Der autonome Einkaufs- und Lieferroboter der TU Ilmenau „Whizzy“.

Foto: STIC/Mario Hofmann

Auf der diesjährigen Hannover Messe präsentiert die Technische Universität Ilmenau mehrere innovative Entwicklungen. Dazu gehört eine fortschrittliche Technologie für autonome Fahrzeuge, die online die Absichten von Fußgängern am Straßenrand analysiert, um in Gefahrensituationen angemessen reagieren zu können. Ein weiteres Highlight ist „Whizzy“, ein autonomer Transport-Rover, der Waren in Echtzeit ausliefert. Darüber hinaus präsentiert die Universität ein innovatives Verfahren zur Trinkwassergewinnung mithilfe von Solarenergie.

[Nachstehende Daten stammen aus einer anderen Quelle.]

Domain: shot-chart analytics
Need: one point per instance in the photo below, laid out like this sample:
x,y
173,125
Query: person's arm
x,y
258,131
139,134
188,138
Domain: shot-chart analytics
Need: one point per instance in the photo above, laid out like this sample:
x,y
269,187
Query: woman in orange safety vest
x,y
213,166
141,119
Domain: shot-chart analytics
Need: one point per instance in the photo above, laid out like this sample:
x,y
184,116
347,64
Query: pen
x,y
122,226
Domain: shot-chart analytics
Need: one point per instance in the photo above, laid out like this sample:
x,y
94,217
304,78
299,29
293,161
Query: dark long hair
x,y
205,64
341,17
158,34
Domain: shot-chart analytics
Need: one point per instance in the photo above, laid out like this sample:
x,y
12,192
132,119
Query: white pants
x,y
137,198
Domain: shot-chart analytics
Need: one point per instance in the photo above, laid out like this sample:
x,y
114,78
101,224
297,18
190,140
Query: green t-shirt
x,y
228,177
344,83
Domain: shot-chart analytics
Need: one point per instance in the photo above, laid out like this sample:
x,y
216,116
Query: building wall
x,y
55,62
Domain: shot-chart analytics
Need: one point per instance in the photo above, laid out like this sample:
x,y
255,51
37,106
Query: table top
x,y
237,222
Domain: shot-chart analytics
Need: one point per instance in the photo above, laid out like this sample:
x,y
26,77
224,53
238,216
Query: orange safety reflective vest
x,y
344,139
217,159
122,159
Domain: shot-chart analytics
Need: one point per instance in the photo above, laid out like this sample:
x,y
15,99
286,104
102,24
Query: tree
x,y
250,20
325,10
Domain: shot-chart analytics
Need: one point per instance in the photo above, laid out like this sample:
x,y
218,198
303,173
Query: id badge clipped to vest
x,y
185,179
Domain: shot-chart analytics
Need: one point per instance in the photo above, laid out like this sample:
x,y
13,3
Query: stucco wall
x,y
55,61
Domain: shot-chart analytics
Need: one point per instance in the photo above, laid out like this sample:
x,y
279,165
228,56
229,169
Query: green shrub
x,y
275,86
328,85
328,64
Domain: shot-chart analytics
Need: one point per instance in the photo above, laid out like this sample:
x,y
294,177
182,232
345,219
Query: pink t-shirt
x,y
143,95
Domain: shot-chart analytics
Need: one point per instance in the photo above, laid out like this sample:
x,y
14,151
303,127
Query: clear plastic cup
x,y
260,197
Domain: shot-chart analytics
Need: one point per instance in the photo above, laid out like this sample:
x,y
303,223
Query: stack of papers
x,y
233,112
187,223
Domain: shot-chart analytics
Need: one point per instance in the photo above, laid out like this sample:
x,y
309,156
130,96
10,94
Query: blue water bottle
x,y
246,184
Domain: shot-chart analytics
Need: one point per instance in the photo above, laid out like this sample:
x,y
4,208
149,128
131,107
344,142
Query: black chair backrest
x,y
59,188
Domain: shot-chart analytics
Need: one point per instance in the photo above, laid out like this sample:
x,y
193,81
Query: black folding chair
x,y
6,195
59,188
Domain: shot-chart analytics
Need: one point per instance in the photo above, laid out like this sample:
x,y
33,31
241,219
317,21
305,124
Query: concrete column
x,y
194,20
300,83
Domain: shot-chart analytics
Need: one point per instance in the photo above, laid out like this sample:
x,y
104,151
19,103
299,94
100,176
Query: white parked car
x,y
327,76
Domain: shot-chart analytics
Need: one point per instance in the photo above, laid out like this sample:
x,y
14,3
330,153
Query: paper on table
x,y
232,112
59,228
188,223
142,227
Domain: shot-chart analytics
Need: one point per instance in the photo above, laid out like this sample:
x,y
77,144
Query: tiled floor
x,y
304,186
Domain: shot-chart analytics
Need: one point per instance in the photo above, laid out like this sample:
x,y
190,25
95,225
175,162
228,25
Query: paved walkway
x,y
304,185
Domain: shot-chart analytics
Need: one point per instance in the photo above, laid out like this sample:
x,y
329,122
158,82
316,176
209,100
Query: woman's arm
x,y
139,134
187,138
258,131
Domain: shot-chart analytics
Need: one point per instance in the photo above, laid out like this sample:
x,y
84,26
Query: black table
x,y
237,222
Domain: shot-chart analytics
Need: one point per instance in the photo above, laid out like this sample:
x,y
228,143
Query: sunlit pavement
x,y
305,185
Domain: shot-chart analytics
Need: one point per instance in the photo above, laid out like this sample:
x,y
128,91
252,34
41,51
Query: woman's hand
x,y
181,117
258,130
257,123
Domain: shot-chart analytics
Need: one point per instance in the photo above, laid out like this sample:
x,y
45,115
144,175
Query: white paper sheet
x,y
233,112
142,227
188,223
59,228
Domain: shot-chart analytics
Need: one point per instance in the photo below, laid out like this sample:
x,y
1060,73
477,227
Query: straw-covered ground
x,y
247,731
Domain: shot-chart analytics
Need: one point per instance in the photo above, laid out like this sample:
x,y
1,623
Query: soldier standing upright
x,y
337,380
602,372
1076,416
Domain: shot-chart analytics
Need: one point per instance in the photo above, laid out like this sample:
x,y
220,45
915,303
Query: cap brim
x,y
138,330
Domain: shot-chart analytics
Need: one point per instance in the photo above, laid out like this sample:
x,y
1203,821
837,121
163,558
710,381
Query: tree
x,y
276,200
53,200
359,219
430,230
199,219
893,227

Neuronales System erkennt die Absichten von Fußgängern in Millisekunden

Eine der drei Innovationen, die die TU Ilmenau auf der Hannover Messe präsentiert, dreht sich um eine Technologie für autonome Fahrzeuge. Konkret geht es um ein System, das in Millisekunden die Absichten von Fußgängern erkennt, um bei Gefahr sofort und richtig reagieren zu können.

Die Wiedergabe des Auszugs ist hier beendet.